Today’s major economic releases were the IHS Markit Purchase Manager Indexes (PMI) in the US and Europe. They showed a strong rebound in June, reflecting the economic reopening in the respective regions. However, they remained below the 50 mark, which is the threshold for growth, implying that the pace of contraction slowed, but purchasing managers are not signaling growth. Nevertheless, global equity markets rallied on the news of a greater-than-anticipated improvement in the indices.
The U.S. Composite Output Index rose to 46.8 last month from 37.0 in May. Manufacturing PMI jumped almost 10 points from 39.8 to 49.6, while the services PMI rose to 46.7 in June from 37.5 in the prior month. One of the unique dimensions of the current recession is that services are getting hit harder during this downturn than manufacturing, and it looks like US manufacturing might return to growth before services according to the PMI surveys. I also suspect that the PMIs are understating the turning of the economic tide. Many US indicators, including retail sales and employment data, have actually suggested that economic growth resumed in May. I often view PMIs as a survey of business sentiment than a key predictor of the exact level of activity.
On the US price front, IHS Markit noted that “firms stated that higher input costs from suppliers due to COVID-19 related supply chain issues were partially passed on to clients, with some mentioning that demand conditions were such that discounting was no longer required.” It will be interesting to see if future US inflation data confirms this. The last CPI release suggested that prices of essential products and consume-at-home products were generally rising, but prices for other products were falling. Nevertheless, if the US PMI is right on prices, it would mean that deflation risks are lessening.

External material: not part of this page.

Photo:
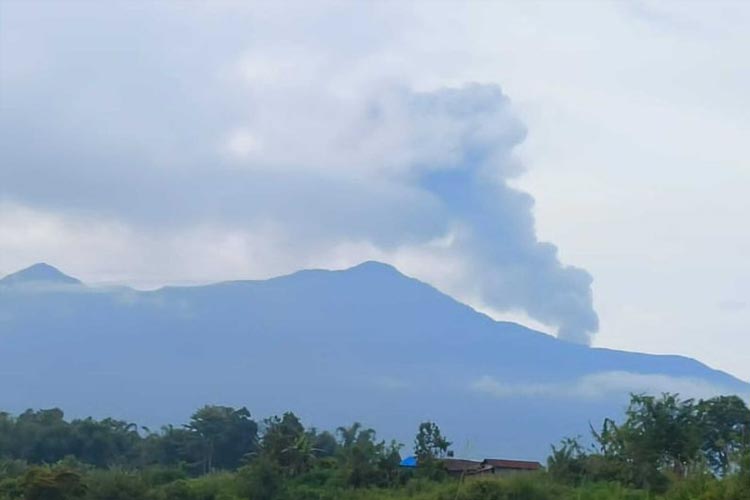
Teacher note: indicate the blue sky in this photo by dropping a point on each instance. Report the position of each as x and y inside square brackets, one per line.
[579, 167]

Flash PMI estimates for the Eurozone positively surprised analysts with a composite reading coming in at 47.5 from 31.9 in the previous month. Market analysts were expecting 40.9, but a considerable number of firms in Germany reported pent-up demand, and corporate sales in France increased as strict lockdown measures were eased. June PMI numbers for Italy and Spain will be coming out soon, but the composite statistic suggests that they are not falling behind. The UK composite output index also jumped to a four-month high of 47.6 in June from 30.0 in May.

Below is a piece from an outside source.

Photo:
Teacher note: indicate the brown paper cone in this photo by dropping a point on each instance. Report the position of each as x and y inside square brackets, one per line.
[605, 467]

For both the US and Europe, I should flag that just because earlier forecasts were overly pessimistic, it does not mean the outlook is bright. Indeed, we should remain cautious of what the early rebound means for the broader economic recovery given the increased state of fragility in the path to recovery, particularly with global infection rates rising. Another key question we need to keep in mind is how economies are going to react when the government’s income support programs are scaled back in the coming months. It seems likely that there will be an initial rebound in growth followed by a sharp moderation to a slow pace of recovery as the hangover from higher unemployment is felt and as consumption remain weak when the virus is still in circulation.